You get bits and pieces by going through the wreckage and discover a woman’s diary about her upcoming wedding day. Bad things happened shortly after and you find the woman’s skeleton hanging in the well. Geralt explains that the only way to get rid of a wraith is to find the personal belonging that’s tethering them to this place and burn it along with the remains.

Boom. We just learned a little about the backstory of this village and this wraith that used to be a real person. We also learned about one of the monsters of this world and the rituals needed to kill it.

I find the personal item, kill the wraith, and collect my reward. I thought it was over, but I asked the farmer about the woman who died in that village. He tells me to speak with the herbalist.

I haven’t started the griffin quest so I can’t see her yet. I start it and go right to the herbalist. After getting the griffin mumbo jumbo out of the way, I asked her about the dead woman, Claer. She tells Geralt she was friends with her and that her family moved out there because of a feud with the manor lord. His posse tried to convince them to come back to White Orchard, but it turned nasty. Insults were hurled, and Claire said something about the lord’s son, which got her killed.

I was satisfied with that ending. And here was another random character, who was there to help Geralt on the main quest, fleshing out the story of the abandoned village and this poor dead woman, bringing this world to life.

But it wasn’t over. I track down the hunter next as part of the griffin quest. We kill some wolves. After that, I started conversing with the hunter and I found out he had a fall from grace recently. Geralt thinks he’s a werewolf.

No. Turns out, he was gay and in love with the manor lord’s son. When the affair was discovered, the lord’s son hung himself.

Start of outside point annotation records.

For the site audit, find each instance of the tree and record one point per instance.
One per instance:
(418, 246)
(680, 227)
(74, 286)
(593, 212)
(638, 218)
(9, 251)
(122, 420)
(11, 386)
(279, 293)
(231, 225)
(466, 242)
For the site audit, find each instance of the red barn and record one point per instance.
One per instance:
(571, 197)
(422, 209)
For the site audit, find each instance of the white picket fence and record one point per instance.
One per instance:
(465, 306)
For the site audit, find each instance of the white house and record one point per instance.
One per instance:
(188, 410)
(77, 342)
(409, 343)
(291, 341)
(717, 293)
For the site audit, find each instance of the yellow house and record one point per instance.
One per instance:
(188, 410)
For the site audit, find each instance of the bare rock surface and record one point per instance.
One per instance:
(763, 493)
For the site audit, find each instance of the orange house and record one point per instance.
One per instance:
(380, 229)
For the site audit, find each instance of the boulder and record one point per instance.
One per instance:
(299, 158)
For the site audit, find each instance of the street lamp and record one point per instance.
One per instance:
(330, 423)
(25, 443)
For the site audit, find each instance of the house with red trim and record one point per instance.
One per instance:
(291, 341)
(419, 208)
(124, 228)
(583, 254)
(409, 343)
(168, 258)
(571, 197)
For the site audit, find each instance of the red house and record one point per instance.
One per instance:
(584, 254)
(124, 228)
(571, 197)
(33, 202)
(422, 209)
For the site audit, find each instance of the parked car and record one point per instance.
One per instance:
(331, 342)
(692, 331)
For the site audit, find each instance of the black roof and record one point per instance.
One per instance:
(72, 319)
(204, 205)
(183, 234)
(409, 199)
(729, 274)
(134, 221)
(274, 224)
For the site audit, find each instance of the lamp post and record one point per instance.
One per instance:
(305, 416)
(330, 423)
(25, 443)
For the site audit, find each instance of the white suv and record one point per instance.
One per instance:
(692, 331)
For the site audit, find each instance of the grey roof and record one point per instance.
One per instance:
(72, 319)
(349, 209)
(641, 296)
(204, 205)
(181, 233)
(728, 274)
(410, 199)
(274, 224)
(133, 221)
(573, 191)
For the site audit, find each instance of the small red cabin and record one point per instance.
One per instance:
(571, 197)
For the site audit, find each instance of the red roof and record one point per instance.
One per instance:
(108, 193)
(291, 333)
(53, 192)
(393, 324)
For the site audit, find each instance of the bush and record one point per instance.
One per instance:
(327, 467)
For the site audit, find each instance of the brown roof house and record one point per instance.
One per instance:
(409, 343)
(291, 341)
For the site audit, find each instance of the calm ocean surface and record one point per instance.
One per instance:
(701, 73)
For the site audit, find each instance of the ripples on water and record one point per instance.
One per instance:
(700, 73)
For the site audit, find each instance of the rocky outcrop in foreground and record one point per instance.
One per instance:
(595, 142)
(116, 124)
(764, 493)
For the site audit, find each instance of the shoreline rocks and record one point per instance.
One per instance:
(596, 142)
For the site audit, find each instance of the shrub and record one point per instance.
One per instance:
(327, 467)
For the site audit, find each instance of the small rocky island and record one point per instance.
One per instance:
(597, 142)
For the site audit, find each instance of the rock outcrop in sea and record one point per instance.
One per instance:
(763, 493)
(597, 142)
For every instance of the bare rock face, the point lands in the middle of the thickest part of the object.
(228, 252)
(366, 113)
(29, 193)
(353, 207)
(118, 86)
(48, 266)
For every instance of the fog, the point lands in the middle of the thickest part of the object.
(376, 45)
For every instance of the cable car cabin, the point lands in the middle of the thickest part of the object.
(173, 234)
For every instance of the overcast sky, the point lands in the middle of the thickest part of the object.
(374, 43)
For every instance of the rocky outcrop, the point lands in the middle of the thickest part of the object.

Boom. While I got the backstory on the hunter, I got the final tidbit of info I needed to know about Clear to wrap up her story. It can be assumed that she said something about the lord’s son being gay when her family was asked to return to White Orchard and that’s how she met her untimely end.

That is some masterful worldbuilding in the first two hours of the game. By picking up a random side quest, I learned about the problems of the villagers, the tragic backstory surrounding a seemingly insignificant wraith battle, a culture that isn’t accepting of gay people, and everything I need to know about noonwraiths.

One side quest fleshed out one section of this world so well that it didn’t even feel like I was playing a game. It felt like I was reading a Robert Jordan novel or watching a really good television show. You don’t really expect that much from a video game.

Morrowind and the ensuing Elder Scrolls games may have laid the foundation for the modern RPG, but The Witcher 3 built the walls and roof.

Yes, the Witcher games derive from books so CD Projekt Red had a lot of source material to pull from. But so does Bethesda. Both The Elder Scrolls: Arena and Andrzej Sapowksi’s Blood of Elves were released in 1994.

I have to acknowledge that The Witcher 3 came out four years after Skyrim and on a new console generation to give some credit to Bethesda. But both games cost roughly $80 million to produce. 

And since The Elder Scrolls 6 will be coming out on the new generation of consoles, there’s a whole new set of expectations for it to live up to.

Now that Triple A games take years and tens of millions of dollars to produce, is there really an excuse to not have it loaded with amazing graphics, gameplay, story, and setting? If not, then what are they spending all that money on? Ray tracing?